The Chargé in China ( MacMurray ) to the Secretary of State

[Telegram]

Referring to your September 5, 5 p.m.1 Pending receipt of detailed reply from Irkutsk, the following replies to your interrogations are submitted based on telegrams received from Major Slaughter, U. S. A.,2 dated Irkutsk September 9 and 10:

1.
In Siberia west of Irkutsk there are 4,200 Czechs and 3,500 Russians on the Ekaterinburg-Perm front; 12,000 Czechs on the [Page 380] Volga front; and 32,000 Russians mobilized in western Siberia. Information from the Russian sources states that a force of 25,000 Cossacks is operating north from the Caspian and has occupied Tsaritsyn. Late reports unconfirmed state that these troops have effected junction with Czechs on the Samara-Kazan front.
2.
Their organization is imperfect due to lack of material and trained officers.
3.
A great deficiency of supplies exists; what they have has been obtained locally. It is claimed and believed that a very much larger force can be mobilized if the Allies give support in the way of officers and material.
4.
Their morale, while not equal to that of Czechs, is fair and better than that of the enemy.
5.
They are subject to military discipline.
6.
They are directed by Omsk government which appears to be representative of the real sentiment of western Siberia. Bolshevik Party has practically ceased to exist in western Siberia and is now composed of a small and criminally inclined minority directed by Germans and depending on armed prisoners for support. Czechs report that their recent engagements in Ekaterinburg-Perm district have been against forces composed exclusively of Magyars officered by Germans and Austrians.
7.
The Russian forces in western Siberia are under direction of General Ivanov, Minister of War in the Omsk government.

With regard to conditions in European Russia, Slaughter, who bases his statements on the stories of refugees … reports conditions very similar.
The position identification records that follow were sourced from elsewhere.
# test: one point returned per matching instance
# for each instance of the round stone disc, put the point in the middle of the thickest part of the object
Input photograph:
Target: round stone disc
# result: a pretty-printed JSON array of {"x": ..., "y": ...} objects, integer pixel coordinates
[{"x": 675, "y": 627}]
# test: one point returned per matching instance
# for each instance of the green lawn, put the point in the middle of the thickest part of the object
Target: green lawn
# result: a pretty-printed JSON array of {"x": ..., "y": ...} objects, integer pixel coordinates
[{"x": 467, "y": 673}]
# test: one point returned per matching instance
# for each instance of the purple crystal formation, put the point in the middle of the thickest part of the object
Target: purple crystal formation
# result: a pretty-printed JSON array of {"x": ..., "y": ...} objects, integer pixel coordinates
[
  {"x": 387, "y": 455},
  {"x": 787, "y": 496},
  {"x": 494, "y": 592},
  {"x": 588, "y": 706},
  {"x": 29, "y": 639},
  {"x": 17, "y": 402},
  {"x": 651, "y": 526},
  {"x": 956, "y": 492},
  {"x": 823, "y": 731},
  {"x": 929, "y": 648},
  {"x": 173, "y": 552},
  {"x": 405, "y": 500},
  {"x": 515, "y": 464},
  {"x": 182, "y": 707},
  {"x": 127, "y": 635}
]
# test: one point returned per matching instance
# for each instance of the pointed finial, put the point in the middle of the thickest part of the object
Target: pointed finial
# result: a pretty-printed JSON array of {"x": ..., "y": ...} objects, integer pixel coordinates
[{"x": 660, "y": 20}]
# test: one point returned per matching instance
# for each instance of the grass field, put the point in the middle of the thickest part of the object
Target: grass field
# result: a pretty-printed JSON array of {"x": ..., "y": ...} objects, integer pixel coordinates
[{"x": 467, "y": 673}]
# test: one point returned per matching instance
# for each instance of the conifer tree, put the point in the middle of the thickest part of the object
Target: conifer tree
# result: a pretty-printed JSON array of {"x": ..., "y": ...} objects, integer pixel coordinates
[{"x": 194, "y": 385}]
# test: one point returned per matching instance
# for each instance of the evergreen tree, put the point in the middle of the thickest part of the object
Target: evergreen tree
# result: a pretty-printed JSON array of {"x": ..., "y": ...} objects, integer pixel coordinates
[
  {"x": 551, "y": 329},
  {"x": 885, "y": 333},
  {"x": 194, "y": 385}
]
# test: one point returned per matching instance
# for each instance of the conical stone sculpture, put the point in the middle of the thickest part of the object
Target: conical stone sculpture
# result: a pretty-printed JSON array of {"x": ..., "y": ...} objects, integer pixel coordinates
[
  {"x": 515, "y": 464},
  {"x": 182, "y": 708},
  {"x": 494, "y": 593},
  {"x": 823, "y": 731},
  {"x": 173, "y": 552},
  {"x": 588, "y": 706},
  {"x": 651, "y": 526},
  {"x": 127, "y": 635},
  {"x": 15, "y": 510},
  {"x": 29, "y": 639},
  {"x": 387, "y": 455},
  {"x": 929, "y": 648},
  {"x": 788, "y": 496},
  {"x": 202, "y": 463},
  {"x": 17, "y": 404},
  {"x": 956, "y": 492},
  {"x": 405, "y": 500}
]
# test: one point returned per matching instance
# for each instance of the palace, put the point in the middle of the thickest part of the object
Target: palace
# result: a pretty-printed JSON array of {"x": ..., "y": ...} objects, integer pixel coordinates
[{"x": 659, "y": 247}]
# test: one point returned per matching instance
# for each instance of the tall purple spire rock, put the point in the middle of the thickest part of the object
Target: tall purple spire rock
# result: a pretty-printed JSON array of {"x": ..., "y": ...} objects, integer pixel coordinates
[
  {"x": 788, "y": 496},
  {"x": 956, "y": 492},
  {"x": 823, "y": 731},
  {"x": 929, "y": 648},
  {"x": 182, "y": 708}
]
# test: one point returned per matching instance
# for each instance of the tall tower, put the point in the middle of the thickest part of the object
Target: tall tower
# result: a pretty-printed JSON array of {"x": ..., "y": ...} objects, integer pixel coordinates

Slaughter further states that there is active German propaganda to the effect that Americans are willing to spend money but not to fight, and that Czechs will not understand how even small numbers of Allied forces can guard rear without assisting at the front, and that there is danger of their regarding this as confirming propaganda.

MacMurray
  1. Ante, p. 367.
  2. Maj. Homer H. Slaughter, Assistant Military Attaché in Russia.